Probing the origins of photodegradation in organic–inorganic metal halide perovskites with time-resolved mass spectrometry†
Operational and long-term stability of perovskite solar cells are critical for their commercialization on a large scale. To mitigate stability issues, a fundamental understanding of the physicochemical processes associated with the degradation of perovskite materials is needed. Here, we perform time resolved mass spectrometry of the gas species evolved during the photoinduced degradation of organic–inorganic lead trihalide perovskites made with commonly used monovalent cations, including methylammonium (MA), formamidinium (FA), and Cs. Our results indicate that the hot-carrier-induced deprotonation of MA+ cations is the fundamental origin of the photodegradation, which inevitably leads to the release of volatile species such as ammonia (NH3), aminocarbyne fragments (CNH2), hydrogen (H2), and iodine/hydrogen iodide (I/HI) from methylammonium lead iodide (MAPbI3) at different rates under simulated one sun solar illumination.
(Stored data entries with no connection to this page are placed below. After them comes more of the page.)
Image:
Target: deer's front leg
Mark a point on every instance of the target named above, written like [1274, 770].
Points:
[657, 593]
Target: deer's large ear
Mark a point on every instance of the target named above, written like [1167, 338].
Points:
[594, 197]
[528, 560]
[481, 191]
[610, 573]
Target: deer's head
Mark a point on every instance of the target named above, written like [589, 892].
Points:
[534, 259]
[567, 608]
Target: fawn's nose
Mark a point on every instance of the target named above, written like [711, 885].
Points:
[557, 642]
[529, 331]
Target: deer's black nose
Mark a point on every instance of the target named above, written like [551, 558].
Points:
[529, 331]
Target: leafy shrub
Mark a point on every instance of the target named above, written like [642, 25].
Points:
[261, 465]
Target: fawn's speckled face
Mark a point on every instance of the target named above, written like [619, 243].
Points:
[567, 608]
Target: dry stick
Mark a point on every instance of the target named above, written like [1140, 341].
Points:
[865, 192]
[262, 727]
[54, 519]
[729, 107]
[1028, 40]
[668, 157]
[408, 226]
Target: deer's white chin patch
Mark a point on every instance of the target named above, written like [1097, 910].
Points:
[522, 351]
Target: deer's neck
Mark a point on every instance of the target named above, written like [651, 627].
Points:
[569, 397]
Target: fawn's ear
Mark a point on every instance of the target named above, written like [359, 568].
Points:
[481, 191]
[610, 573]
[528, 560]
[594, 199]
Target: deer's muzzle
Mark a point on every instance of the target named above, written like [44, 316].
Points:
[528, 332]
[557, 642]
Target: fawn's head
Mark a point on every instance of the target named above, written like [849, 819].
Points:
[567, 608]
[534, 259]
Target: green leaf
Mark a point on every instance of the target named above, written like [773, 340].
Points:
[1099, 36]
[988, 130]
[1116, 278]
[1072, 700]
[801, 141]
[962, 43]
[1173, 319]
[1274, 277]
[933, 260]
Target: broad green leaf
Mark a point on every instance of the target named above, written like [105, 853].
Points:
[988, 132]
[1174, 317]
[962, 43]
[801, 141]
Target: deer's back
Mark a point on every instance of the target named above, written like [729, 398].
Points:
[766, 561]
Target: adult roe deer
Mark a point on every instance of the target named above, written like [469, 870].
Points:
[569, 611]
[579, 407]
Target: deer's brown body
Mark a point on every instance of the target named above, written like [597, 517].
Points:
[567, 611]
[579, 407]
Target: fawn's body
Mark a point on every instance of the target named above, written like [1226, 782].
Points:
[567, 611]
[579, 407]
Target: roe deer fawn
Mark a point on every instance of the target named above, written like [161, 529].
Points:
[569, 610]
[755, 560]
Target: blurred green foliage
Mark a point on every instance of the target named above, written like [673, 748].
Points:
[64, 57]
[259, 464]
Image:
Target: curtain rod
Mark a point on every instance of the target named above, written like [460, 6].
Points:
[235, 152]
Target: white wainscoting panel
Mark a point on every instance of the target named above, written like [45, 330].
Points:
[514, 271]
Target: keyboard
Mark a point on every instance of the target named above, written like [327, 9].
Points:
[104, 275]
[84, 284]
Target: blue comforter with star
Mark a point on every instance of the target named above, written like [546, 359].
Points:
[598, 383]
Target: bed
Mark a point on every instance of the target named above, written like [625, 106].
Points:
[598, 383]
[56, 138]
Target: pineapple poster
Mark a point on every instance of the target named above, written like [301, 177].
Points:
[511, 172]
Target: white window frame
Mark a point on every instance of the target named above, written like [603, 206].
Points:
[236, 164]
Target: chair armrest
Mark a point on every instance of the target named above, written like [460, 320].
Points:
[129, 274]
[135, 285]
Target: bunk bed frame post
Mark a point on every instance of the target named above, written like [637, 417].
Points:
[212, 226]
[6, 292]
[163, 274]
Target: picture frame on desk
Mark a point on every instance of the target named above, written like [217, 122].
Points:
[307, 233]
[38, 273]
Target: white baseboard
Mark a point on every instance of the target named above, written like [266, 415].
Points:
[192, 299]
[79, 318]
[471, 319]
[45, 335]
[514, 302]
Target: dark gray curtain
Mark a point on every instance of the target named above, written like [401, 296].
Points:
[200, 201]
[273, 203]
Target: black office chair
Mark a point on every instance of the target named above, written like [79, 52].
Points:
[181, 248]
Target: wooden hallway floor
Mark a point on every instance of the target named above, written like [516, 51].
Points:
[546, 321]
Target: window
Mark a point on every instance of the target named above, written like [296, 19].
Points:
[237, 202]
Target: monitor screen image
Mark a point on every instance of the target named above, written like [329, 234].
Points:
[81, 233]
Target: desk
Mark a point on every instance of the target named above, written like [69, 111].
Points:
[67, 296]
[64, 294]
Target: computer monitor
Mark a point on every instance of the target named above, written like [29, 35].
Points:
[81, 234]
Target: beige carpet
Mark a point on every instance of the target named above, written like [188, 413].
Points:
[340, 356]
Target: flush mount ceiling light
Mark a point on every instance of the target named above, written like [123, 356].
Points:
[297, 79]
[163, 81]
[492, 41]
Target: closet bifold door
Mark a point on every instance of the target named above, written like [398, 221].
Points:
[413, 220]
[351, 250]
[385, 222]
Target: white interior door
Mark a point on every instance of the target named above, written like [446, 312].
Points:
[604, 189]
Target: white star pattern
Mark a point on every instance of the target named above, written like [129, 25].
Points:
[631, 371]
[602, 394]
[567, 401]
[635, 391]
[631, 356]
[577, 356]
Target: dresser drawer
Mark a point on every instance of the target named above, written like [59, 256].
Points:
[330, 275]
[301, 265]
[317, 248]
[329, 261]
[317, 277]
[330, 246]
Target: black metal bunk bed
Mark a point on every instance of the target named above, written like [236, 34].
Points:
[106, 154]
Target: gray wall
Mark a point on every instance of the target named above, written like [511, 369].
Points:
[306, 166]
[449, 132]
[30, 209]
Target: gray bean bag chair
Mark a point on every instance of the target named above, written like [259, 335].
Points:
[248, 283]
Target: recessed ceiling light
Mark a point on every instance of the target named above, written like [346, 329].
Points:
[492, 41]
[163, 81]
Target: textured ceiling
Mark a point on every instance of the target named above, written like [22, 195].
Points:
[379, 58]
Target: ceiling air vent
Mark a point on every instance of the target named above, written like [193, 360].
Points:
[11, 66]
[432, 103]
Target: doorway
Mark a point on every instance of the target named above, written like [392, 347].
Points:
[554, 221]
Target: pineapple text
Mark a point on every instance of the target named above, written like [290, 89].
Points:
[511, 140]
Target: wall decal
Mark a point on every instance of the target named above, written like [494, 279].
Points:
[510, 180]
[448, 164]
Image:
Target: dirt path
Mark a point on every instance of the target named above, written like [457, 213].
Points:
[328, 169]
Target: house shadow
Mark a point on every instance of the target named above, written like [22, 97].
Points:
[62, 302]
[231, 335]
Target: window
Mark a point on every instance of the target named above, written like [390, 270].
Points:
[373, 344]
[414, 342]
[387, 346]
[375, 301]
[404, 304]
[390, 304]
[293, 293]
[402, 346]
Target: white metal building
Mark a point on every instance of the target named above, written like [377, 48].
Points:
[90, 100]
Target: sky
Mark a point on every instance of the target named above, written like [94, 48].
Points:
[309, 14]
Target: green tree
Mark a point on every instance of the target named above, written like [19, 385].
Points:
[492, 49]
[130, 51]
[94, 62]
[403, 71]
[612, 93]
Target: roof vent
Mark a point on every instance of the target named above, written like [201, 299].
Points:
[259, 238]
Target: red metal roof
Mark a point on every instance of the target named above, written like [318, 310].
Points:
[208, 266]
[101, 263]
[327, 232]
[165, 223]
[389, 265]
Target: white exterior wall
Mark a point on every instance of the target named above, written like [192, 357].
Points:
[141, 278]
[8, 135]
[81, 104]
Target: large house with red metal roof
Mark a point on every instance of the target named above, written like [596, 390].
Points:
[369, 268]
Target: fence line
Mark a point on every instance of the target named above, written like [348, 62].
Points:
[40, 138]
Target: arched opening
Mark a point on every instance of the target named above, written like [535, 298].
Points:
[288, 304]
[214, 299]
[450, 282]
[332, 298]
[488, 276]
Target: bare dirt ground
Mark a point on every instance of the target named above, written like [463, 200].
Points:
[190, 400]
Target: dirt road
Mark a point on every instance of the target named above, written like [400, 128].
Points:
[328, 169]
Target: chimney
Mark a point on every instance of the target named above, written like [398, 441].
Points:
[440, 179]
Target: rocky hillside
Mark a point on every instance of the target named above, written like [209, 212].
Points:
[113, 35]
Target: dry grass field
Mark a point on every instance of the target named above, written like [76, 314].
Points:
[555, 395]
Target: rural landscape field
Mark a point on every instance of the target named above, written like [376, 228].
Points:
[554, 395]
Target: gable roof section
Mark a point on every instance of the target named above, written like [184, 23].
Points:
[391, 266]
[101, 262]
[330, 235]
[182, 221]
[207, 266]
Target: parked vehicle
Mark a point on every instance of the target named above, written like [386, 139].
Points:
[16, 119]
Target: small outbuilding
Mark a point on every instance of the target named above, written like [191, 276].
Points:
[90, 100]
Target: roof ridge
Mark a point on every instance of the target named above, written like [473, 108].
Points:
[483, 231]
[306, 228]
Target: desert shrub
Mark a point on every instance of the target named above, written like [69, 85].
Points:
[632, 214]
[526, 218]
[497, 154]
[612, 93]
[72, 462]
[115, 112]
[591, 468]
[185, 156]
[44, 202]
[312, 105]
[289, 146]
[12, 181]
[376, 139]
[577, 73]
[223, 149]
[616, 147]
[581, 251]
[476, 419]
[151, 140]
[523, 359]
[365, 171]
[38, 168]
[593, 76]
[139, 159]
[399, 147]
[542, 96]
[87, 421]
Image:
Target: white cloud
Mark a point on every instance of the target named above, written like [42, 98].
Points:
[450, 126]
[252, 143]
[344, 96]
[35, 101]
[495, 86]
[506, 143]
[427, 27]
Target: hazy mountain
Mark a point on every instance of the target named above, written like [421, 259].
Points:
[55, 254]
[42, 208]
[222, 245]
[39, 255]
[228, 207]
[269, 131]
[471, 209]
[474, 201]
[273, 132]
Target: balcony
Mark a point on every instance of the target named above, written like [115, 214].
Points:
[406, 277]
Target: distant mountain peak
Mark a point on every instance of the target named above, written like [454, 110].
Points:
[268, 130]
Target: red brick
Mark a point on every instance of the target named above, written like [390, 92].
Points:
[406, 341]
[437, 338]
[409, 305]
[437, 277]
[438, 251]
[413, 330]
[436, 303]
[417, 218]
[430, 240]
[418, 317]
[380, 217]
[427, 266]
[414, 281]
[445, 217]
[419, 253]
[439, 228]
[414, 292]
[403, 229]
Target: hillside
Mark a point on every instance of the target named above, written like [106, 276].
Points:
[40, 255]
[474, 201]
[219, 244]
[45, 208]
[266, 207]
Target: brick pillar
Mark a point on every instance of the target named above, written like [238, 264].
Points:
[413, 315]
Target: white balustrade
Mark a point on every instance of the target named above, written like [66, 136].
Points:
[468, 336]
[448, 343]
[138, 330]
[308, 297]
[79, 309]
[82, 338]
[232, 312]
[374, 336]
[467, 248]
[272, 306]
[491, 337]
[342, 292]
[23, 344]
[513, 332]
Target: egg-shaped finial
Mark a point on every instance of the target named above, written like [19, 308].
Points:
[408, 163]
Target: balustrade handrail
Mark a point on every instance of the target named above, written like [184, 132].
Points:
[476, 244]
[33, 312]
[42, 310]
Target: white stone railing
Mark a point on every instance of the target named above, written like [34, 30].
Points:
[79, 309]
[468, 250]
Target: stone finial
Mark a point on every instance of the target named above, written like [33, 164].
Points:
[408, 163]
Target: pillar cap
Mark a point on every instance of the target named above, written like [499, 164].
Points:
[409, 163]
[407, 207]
Photodegradation processes can be mitigated by applying ultra-violet (UV) filters with suitable cutoff wavelengths to the light source. Additionally, we demonstrate that the incorporation of FA reduces the release of organic species but does not prevent the formation of I/HI. However, the addition of Cs effectively suppresses the release of all volatile gases. The best photostability is obtained with the FA/Cs mixed perovskites, showing that the complete removal of MA from mixed-cation perovskites is preferred for more photostable perovskites.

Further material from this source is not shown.